From swarming bees to clustering bacteria colonies, nature stuns with its ability to self organize and perform collective, dynamic behaviors. Now researchers have found a way to mimic these behaviors in active materials on the microscale -- by varying just a single parameter.
Northwestern University's Erik Luijten and Steve Granick of Korea's Institute for Basic Science (IBS) and Ulsan National Institute of Science and Technology demonstrated control over the interactions among microscopic spheres -- causing them to self-propel into swarms, chains, and clusters. Such active particles could open a new class of technologies with applications in medicine, chemistry, and engineering as well as advance scientists' fundamental understanding of collective, dynamic behavior in systems.
"We have identified the minimal ingredients needed for all these different behaviors," said Luijten, professor of materials science and engineering and engineering sciences and applied mathematics in Northwestern's McCormick School of Engineering. "Now we can change how this dynamic system moves."

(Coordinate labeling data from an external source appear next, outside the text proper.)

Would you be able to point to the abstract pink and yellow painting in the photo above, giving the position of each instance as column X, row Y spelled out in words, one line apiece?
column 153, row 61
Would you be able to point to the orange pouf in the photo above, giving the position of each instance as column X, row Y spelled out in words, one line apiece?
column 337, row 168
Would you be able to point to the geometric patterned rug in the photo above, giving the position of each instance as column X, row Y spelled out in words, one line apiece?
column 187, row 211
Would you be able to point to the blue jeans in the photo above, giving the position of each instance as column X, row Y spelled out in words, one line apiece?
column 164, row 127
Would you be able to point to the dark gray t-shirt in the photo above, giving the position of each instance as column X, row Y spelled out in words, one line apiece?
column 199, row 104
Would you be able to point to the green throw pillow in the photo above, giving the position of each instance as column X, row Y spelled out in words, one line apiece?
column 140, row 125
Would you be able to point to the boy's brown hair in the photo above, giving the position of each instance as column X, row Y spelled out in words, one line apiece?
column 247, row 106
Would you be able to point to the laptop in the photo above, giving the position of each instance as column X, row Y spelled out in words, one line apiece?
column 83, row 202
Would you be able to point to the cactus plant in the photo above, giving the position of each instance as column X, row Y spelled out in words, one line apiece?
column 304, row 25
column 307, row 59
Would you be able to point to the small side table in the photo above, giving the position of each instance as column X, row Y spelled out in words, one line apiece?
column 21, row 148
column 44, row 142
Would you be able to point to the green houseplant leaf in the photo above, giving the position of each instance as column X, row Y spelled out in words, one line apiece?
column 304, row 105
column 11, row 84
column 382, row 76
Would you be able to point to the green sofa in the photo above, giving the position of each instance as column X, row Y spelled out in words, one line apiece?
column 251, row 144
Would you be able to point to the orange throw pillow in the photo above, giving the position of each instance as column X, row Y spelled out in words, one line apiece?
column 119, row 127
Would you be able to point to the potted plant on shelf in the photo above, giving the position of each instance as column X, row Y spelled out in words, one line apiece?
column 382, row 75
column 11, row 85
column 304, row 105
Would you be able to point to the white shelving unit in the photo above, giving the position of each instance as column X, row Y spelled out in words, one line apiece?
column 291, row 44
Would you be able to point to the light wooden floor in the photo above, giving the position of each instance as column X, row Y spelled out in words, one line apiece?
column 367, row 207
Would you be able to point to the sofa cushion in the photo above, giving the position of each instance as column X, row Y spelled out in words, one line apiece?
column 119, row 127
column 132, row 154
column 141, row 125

Janus colloids with equal-and-opposite charges attract one another into connected, dynamic chains. Credit: Ming Han
"We are taking small steps toward encouraging lifelike behavior in materials," said Granick, who directs the IBS Center for Soft and Living Matter. "We are already beginning to see that active materials can behave intelligently."
Supported by the Korean Institute for Basic Science, the Department of Energy, the National Science Foundation, and Northwestern's Materials Research Center, the research is described July 11 online in Nature Materials. Ming Han, a PhD student in Luijten's laboratory, and Jing Yan, a former graduate student at the University of Illinois, served as co-first authors of the paper.
Luijten and Granick both emphasized the importance of team work as this current discovery is part of a longtime collaboration using a new class of soft-matter particles called Janus colloids, which Granick previously developed in his laboratory. Luijten's team completed the theoretical computer simulations, and Granick used his colloids to experimentally test the collective, dynamic behavior in the laboratory.
"This really was a joint work," Luijten said. "Without either the experimental or the computational contribution, it would not have succeeded."
Named after the Roman god with two faces and typically suspended in solution, the micron-sized spheres have attractive interactions on one side and are negatively charged on the other.
"Colloids are a great model system," Luijten said. "Real materials, such as molecules, are very difficult to see and manipulate. These colloids have similar behaviors but on timescales and length scales that we can access. Even though they are simple, their behavior is representative for systems."
By subjecting the colloids to an electric field, the electrostatic interactions between the two sides of the self-propelled spheres could be manipulated. Some experienced stronger repulsions between their forward-facing sides. Others experienced the opposite. And yet another set remained somewhere in the middle. This imbalance caused the self-propelled particles to "swim" and self-organize into one of four different patterns: a random gas, swarms, clusters, or chains.
To avoid head-to-head collisions, head-repulsive particles swam side-by-side, aligning into swarms. Tail-repulsive particles positioned their tails apart, jamming their heads together to form clusters. And swimmers with equal-and-opposite charges attracted one another into connected chains.
"These types of behavior have never been seen before in a single system," Luijten said. "We were able to demonstrate all these different classes of behavior in one system by turning just one knob."
This discovery could have various applications in drug delivery, sensing, or even microrobotics. A drug could be put inside particles, for example, that cluster into the spot of delivery. Or changes in the environment could be sensed if the system suddenly switches from swarming to forming chains.
"If you want to complete tasks on the micron scale, it's difficult to insert a chip into a particle or program a particle that small," said Han. "So it's necessary to find the simplest way to control all those patterns."